Established Professional
Music: Solo Recital

By Christopher Yasiejko

The trombone, Bruce Tychinski says, chose him.

Now in his sixth year as associate professor of trombone at the University of Delaware, Tychinski grew up in Central Pennsylvania, and kids at his school started taking music classes in the fourth grade. His twin brother had known for a long time that he wanted to be a drummer, and Tychinski wasn’t interested in doing the same.

He had a neighbor who played the flute, and Tychinski liked its sounds, but he wasn’t sure what he wanted to play. He listened to a few different instruments that summer. In the fall, the music teacher told him no one was playing the trombone, and so that’s what Tychinski picked up.
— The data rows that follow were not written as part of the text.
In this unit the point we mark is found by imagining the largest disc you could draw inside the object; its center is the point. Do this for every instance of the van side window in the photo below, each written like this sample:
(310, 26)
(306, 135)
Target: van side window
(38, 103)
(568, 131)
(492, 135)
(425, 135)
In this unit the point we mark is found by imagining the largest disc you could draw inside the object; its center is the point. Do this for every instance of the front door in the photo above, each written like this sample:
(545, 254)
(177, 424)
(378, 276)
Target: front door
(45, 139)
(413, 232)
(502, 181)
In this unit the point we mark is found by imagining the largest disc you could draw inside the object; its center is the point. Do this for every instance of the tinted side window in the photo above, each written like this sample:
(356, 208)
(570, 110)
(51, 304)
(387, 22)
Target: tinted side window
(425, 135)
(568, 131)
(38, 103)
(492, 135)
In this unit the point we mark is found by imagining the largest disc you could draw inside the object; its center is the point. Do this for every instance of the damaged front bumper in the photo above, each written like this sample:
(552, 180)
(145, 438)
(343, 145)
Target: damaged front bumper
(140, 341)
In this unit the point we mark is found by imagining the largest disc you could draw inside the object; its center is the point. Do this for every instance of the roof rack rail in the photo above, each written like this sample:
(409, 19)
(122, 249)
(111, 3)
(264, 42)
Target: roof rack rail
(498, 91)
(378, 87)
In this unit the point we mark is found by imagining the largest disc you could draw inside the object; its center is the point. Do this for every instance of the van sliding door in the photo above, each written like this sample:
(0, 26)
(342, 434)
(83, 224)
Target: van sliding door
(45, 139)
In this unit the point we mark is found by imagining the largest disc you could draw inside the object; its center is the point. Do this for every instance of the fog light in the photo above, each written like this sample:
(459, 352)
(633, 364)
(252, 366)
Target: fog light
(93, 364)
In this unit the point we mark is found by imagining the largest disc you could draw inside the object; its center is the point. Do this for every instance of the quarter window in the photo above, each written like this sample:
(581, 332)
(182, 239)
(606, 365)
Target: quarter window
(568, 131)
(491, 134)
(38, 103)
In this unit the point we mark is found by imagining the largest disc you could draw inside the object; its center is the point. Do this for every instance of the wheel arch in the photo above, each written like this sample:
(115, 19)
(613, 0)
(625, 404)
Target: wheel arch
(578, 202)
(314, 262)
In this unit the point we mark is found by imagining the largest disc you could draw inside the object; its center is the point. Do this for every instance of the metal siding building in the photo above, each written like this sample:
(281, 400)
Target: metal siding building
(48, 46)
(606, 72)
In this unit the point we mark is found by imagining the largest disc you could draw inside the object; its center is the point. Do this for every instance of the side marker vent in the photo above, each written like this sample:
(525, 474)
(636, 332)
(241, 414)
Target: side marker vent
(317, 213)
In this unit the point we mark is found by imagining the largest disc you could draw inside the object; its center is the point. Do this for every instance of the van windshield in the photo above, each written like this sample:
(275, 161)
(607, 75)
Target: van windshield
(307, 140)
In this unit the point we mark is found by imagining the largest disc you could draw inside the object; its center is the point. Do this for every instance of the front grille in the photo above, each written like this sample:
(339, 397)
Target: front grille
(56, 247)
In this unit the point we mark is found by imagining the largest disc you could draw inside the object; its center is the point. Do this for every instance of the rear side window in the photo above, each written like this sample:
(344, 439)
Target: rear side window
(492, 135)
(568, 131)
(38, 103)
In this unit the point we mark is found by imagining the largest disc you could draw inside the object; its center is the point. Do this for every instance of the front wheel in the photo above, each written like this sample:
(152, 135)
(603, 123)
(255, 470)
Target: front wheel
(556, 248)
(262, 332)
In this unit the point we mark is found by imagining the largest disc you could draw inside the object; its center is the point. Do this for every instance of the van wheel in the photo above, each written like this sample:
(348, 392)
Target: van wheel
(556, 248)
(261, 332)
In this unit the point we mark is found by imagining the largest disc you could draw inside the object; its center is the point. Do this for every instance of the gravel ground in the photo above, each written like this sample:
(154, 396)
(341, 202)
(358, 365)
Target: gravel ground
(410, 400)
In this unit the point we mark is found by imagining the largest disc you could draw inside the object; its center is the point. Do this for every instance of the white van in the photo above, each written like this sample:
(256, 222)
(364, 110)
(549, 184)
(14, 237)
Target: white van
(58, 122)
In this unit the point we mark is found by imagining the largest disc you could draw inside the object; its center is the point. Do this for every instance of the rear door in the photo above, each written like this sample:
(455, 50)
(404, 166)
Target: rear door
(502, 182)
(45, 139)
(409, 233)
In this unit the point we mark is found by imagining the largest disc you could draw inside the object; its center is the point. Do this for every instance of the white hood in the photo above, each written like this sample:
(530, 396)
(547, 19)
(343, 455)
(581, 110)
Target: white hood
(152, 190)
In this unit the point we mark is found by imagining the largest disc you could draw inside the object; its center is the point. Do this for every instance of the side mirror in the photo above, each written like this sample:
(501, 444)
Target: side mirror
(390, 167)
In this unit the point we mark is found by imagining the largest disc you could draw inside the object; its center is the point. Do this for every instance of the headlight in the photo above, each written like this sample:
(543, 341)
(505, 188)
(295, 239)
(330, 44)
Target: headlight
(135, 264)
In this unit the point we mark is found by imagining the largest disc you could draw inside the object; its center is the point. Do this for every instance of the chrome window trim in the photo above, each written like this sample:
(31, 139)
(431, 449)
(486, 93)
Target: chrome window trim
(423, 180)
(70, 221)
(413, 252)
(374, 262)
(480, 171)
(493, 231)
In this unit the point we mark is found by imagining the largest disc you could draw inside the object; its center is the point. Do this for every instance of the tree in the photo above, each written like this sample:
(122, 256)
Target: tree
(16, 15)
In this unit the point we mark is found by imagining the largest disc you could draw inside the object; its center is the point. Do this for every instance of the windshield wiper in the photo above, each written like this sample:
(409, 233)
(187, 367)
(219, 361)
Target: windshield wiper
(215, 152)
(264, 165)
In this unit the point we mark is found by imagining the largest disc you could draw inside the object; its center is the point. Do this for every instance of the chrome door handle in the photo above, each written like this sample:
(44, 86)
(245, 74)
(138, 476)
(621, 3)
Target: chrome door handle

Johann Georg Albrechtsberger – Concerto for Alto Trombone 
Full length: 20 minutes
Work sample: 4 minutes 41 seconds

Joseph Jongen – Aria and Polonaise 
Full length: 8 minutes
Work sample: 4 minutes 55 seconds

He didn’t know at age 10 the part the instrument would come to play in his life. At first, the trombone was taller than him. In junior high, and through high school, he took private lessons from an older man who was a legend in town. Tychinski would listen to the teacher joyfully recount stories of playing trombone during World War II and locally with the symphony and with bands coming through town.

“I think I started through osmosis to pick up his love for the instrument,” says Tychinski, 46.

His family tree, to that point, had no branch that included a musician. He and his twin brother, now a high school band director, changed that.

Tychinski is working to improve the level of trombone playing throughout the region. Since his first year at UD, he has hosted the annual Delaware Trombone Day. That first incarnation served 24 people, including his UD students. This year, there were more than 200 attendees, the youngest being fifth-graders, the oldest, 93 years.

Tychinski also co-founded the First State Middle School Trombone Choir at the Music School of Delaware. It’s a free ensemble that draws students from local schools, programs a concert, arranges the music and rehearses several times. His hope is to build in the students the sort of experiences that in his youth nurtured his interest in trombone.

The Division’s grant has made it possible for Tychinski to commission Anthony O’Toole, a Los Angeles-based composer, to write a new work for him with concert band accompaniment. He plans to premiere the piece, “Coalescence,” in May with the Cape Henlopen High School Band.